5. The Trial Court decided the suit vide judgment dated 12.10.1998 upholding the case set up by petitioner-landlord that it was a new construction which was completed in 1991 when for the assessment it was registered in Nagar Palika Shamli on 18.01.1991 and, therefore, Act, 1972 was inapplicable to the shop in question, at the time when suit was filed. It held that tenancy rights are governed by common law statutes and tenancy having been determined by landlord by issuing a valid notice, the defendant was liable to vacate the shop. The Trial Court accordingly decreed the suit with further direction for payment of arrears of rent.
6. The respondent took up the matter in SCC Revision No. 94 of 1998 observing that landlord having not been able to prove, when he informed, for the first time, Nagar Palika, Shamli, about construction and completion of shop, and, the mere fact that it was assessed w.e.f. 01.04.1991 by itself would not be sufficient to show that it was recorded or reported by local municipal board in 1991, for the first time. The onus lie upon landlord, hence the finding recorded by Trial court about inapplicability of Act, 1972 cannot sustain and the matter requires reconsideration, hence by means of impugned order dated 28.05.2003 the Revisional Court remanded the matter so as to decided by Trial Court, afresh.

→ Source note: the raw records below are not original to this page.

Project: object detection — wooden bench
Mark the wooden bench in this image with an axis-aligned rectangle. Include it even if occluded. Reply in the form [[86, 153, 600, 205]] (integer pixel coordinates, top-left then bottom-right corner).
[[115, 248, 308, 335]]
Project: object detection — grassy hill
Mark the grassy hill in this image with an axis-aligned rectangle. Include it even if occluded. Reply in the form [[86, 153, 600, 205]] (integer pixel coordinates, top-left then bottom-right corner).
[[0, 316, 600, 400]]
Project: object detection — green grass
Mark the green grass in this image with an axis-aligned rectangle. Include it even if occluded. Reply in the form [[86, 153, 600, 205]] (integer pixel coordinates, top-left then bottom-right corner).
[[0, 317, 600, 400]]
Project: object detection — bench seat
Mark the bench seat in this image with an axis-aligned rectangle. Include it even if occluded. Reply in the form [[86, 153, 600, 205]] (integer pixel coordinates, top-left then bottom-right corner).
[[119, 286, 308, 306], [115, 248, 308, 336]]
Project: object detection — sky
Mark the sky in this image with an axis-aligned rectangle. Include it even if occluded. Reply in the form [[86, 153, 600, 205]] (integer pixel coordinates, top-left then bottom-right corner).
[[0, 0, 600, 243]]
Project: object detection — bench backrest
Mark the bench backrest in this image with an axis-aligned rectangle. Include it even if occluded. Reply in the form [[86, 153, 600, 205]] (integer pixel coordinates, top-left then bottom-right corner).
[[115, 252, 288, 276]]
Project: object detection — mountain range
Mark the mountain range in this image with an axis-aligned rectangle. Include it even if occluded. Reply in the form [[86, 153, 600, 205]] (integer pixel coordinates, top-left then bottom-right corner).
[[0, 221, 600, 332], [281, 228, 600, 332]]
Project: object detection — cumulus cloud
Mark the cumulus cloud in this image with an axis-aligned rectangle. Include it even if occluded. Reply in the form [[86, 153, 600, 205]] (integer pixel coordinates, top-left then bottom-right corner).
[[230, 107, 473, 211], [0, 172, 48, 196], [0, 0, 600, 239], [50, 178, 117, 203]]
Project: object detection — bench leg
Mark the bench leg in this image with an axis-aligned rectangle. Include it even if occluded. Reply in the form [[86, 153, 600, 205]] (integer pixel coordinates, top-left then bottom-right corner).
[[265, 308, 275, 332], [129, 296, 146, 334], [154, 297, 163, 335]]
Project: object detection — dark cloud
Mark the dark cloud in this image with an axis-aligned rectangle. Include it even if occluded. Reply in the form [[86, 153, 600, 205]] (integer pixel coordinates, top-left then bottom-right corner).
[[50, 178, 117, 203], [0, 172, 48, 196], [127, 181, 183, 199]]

7. Sri P.K. Jain, Senior Advocate, for the petitioner, contended that the mere fact that landlord could not inform as to on which date he submitted application before Nagar Palika Shamli for initiation of assessment proceedings, would not mean that the first assessment made in 1991 would be of no consequence. In absence of any evidence otherwise shown by tenant, the Revisional Court clearly misdirected itself by remanding the matter to Trial Court though on the basis of available evidence, it has already recorded a finding of fact. There was no reason or justification for Revisional Court to interfere therewith and it has exceeded with its revisional jurisdiction.
8. Sri Tandon, learned counsel appearing for respondent-tenant, on the contrary, has defended the judgment for the reasons stated therein.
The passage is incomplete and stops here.